That's a great idea!! He'd be perfect for it- he never goes to the bathroom outside his stall xD Not sure why - I think he's modest. I've started teaching him some simple tricks like targeting and verbal commands to move around.

My concern is that he has a 'criminal record' he attacked a few people in the past, they deserved it, but none-the-less he's labelled a 'liability'. So if he ever hurt anyone he doesn't fall under the label of 'horses are unpredictable and can be dangerous so you can't sue me' sort of thing, because he's proven he is dangerous. So I don't know if I could do that - but I'd love to!!


----------



## AbsitVita (Aug 28, 2012)

Comparing his confirmation to that of a bred jumper, I don't see any reason why he wouldn't excel in that discipline. He has very muscular back legs.
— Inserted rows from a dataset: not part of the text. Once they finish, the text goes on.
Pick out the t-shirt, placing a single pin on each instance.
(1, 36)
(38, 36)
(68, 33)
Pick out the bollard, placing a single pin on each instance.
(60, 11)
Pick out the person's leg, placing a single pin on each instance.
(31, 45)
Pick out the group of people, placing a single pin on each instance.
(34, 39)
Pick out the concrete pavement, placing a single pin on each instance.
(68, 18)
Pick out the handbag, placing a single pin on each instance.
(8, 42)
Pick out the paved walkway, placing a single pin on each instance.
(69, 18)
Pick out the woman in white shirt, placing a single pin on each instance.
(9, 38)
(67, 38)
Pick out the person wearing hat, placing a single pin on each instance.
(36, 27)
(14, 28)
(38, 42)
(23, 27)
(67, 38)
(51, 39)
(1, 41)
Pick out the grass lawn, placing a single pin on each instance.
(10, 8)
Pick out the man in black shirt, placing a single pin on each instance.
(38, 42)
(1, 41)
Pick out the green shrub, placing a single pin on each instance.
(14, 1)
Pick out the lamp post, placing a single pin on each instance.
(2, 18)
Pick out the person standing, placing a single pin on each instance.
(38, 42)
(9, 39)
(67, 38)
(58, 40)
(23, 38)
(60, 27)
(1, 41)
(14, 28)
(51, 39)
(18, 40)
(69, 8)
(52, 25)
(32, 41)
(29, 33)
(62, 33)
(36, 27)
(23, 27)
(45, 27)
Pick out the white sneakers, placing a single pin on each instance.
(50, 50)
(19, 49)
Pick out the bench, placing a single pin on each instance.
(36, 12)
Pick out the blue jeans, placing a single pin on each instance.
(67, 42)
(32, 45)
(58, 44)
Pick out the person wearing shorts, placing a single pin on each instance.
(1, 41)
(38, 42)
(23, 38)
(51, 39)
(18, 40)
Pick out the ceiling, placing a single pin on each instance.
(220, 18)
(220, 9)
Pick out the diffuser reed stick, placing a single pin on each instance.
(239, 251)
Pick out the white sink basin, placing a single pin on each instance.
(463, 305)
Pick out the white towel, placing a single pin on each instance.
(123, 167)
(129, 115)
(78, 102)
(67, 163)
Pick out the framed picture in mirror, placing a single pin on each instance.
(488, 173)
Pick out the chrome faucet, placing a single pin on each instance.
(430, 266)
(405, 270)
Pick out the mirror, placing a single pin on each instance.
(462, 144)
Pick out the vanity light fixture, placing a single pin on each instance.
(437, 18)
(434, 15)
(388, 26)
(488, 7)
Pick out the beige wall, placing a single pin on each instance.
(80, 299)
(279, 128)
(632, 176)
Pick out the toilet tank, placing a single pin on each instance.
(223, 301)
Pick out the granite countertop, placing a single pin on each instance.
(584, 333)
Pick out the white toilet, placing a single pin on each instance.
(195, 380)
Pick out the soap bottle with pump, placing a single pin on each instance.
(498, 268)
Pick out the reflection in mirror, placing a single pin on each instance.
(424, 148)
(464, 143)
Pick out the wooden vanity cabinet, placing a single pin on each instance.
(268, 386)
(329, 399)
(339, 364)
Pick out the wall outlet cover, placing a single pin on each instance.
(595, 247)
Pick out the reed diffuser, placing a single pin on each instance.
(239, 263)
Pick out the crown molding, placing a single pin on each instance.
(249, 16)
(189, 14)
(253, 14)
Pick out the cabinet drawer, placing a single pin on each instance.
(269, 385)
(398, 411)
Besides that I LOVE chestnuts with flaxen manes and he's a beauty!


----------



## PunksTank (Jul 8, 2012)

^^ Thanks he's actually a sooty silver dapple bay xD But he does look like a flaxen chestnut.

Thanks! I think he'll like it - I just need to clear the weeds from what is supposed to be my riding area


----------



## tinyliny (Oct 31, 2009)

gorgeous pony, so proud and elegant. Not at all a second hand version of a horse. He's magnificent.


----------



## PunksTank (Jul 8, 2012)

Wow thank you so much  He's got a personality to match. I think I'm gonna spend today weeding  I have some jumps made for him but are quite short, but good to get him started with


----------